È passato solo un giorno dagli avvenimenti del primo capitolo e Tree scopre che dietro il loop temporale che le faceva rivivere ogni volta il giorno della sua morte c’è sempre stato Ryan, l’amico nerd del suo ormai nuovo fidanzato, Carter. Insieme ad altri due suoi amici, il ragazzo aveva infatti costruito, per un progetto accademico, un reattore quantico che aveva inavvertitamente scatenato il fenomeno di cui sopra. Un ennesimo malfunzionamento del macchinario la fa però tornare indietro al giorno del suo mortifero compleanno, ma stavolta Tree rimarrà intrappolata in un universo parallelo in cui quasi niente è uguale a ciò che ha già vissuto. A volte bisogna ammettere che spiegare vuol dire anche complicare. Ancora auguri per la tua morte parte da quello che non doveva per forza essere un buco di sceneggiatura del precedente capitolo, col pretesto di prolungare il viaggio di formazione della sua sguaiata protagonista, e lo fa ripetendo, a volte ingigantendo, gli stessi errori commessi in prima battuta. Se da una parte Christopher Landon conferma di avere una promettente vena parodica (già dimostrata anche in Manuale scout per l’apocalisse zombie), dall’altra si perde troppo nell’ibridare i generi in uno stancante omaggio “post-postmoderno”.

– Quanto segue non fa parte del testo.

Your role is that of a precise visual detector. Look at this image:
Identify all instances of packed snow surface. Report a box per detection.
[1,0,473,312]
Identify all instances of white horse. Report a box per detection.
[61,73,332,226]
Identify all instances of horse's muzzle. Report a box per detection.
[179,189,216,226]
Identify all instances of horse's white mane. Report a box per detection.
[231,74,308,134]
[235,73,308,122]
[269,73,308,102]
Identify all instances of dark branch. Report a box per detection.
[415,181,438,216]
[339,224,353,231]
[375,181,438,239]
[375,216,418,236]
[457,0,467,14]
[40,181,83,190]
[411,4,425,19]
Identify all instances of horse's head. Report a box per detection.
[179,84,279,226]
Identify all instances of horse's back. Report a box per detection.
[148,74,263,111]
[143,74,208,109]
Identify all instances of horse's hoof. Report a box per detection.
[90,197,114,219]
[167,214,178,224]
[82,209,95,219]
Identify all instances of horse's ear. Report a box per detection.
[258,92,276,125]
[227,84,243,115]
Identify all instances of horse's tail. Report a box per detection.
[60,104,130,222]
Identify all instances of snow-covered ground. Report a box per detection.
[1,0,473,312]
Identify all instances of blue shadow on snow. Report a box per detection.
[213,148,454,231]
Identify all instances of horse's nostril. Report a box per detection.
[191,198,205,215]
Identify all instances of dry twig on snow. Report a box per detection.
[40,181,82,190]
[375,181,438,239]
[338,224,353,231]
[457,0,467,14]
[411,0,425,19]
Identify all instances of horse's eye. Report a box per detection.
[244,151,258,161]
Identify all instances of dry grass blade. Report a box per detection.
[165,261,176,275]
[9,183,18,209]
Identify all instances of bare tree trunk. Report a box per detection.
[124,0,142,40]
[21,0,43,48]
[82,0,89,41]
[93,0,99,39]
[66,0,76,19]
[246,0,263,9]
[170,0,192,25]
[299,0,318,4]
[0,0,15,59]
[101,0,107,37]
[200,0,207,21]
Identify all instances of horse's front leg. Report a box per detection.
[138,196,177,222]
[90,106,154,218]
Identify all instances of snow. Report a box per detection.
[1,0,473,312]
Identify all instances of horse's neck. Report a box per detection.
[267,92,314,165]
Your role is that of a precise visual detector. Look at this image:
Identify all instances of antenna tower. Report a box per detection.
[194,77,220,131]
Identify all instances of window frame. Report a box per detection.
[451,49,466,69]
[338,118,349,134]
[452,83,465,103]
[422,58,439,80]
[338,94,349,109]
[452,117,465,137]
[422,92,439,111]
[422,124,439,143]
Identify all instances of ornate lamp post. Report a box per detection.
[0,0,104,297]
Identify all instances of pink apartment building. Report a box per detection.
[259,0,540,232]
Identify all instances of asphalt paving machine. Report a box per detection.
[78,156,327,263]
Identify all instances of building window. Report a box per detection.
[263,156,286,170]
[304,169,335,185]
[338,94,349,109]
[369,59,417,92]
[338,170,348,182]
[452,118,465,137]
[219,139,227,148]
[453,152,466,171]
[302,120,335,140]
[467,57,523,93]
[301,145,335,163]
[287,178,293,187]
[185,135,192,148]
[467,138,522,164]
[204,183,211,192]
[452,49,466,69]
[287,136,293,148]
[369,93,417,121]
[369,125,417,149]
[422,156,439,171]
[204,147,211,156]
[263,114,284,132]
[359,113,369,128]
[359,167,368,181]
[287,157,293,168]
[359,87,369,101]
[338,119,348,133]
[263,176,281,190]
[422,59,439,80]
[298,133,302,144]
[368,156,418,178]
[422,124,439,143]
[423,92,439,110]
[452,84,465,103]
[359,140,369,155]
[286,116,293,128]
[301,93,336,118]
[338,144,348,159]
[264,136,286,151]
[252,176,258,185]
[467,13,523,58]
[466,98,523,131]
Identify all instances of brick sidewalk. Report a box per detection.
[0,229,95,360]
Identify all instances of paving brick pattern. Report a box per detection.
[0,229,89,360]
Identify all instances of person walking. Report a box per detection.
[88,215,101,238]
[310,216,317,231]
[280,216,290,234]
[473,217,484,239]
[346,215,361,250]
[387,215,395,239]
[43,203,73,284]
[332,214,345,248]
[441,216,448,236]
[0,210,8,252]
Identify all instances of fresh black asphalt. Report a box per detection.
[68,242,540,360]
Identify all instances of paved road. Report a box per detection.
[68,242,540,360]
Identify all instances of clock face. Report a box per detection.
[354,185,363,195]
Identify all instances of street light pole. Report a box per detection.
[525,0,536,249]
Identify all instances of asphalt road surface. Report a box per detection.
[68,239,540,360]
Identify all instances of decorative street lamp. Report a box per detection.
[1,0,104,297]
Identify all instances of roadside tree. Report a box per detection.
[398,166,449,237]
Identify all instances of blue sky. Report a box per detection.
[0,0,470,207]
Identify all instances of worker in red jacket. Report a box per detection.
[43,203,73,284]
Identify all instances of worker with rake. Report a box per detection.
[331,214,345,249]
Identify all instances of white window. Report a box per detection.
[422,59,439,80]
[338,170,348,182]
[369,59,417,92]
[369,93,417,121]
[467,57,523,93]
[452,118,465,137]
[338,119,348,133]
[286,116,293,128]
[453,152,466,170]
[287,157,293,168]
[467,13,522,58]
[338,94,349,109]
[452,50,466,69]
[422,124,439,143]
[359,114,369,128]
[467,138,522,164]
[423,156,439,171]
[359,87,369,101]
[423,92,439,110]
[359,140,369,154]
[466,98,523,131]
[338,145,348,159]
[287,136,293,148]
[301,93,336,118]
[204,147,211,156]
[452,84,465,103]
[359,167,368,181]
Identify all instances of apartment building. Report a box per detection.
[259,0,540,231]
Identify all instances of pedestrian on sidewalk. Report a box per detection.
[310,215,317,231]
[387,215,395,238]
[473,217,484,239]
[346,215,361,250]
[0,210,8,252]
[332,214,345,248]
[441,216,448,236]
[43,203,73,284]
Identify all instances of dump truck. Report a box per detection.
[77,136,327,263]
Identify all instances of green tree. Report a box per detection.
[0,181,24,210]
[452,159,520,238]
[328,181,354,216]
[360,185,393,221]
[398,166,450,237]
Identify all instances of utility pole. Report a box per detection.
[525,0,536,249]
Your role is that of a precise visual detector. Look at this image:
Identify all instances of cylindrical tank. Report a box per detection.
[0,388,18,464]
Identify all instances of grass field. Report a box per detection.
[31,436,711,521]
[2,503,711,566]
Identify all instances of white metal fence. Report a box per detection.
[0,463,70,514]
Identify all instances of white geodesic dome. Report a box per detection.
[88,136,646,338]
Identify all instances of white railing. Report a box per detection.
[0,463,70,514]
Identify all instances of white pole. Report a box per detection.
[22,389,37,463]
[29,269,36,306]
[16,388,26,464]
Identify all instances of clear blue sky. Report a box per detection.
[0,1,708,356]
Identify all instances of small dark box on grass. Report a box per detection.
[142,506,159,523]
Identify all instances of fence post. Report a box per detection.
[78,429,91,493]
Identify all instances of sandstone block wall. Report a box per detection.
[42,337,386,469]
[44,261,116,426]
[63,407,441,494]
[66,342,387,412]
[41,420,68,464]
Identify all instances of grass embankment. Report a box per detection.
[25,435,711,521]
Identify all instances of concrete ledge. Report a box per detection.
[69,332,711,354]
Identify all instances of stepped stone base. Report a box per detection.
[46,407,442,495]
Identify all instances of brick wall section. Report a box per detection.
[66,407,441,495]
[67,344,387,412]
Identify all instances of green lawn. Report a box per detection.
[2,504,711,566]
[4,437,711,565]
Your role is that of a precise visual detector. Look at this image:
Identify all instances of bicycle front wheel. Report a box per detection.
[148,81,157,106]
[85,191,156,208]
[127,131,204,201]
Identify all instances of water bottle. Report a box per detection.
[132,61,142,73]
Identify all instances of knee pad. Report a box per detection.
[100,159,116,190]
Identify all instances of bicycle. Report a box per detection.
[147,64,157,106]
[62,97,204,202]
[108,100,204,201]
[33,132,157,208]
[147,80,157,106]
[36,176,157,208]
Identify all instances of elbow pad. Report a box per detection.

All’ironia craveniana del periodo Williamson si mescola infatti una comicità più vicina ai fratelli Zucker (anche se meno sottile), mentre lo slasher viene completamente assorbito e rinnegato, con sequenze che niente hanno a che fare con quello che dovrebbe essere, in fondo, il genere portante. Anche la fantascienza è ridotta alla mera citazione, tra riferimenti a Nolan (Inception e Interstellar) ed a Zemeckis (saga di Ritorno al futuro) con una strizzatina d’occhio evidente alla generazione di Big Bang Theory (la bionda stupidina e i nerd imbranati). Un vero peccato, anche perché Landon era riuscito a dare un senso a questa nuova avventura di Tree (una Jessica Rothe che si conferma molto versatile), mostrandola combattuta tra i fantasmi del passato e le incertezze del presente, tra due dimensioni entrambe foriere di rinunce e dolori. Resta comunque il fatto che una tale diegesi (personaggio intrappolato in un loop temporale e costretto a riconsiderare la sua esistenza) abbia quantomeno il sapore di una minestra riscaldata. Un brodo da riservire più volte, visti i palesi indizi finali che portano ad un esageratissimo terzo capitolo. Alle genti del prossimo futuro, me compreso: non è un loop, tranquilli, ma la legge della trilogia.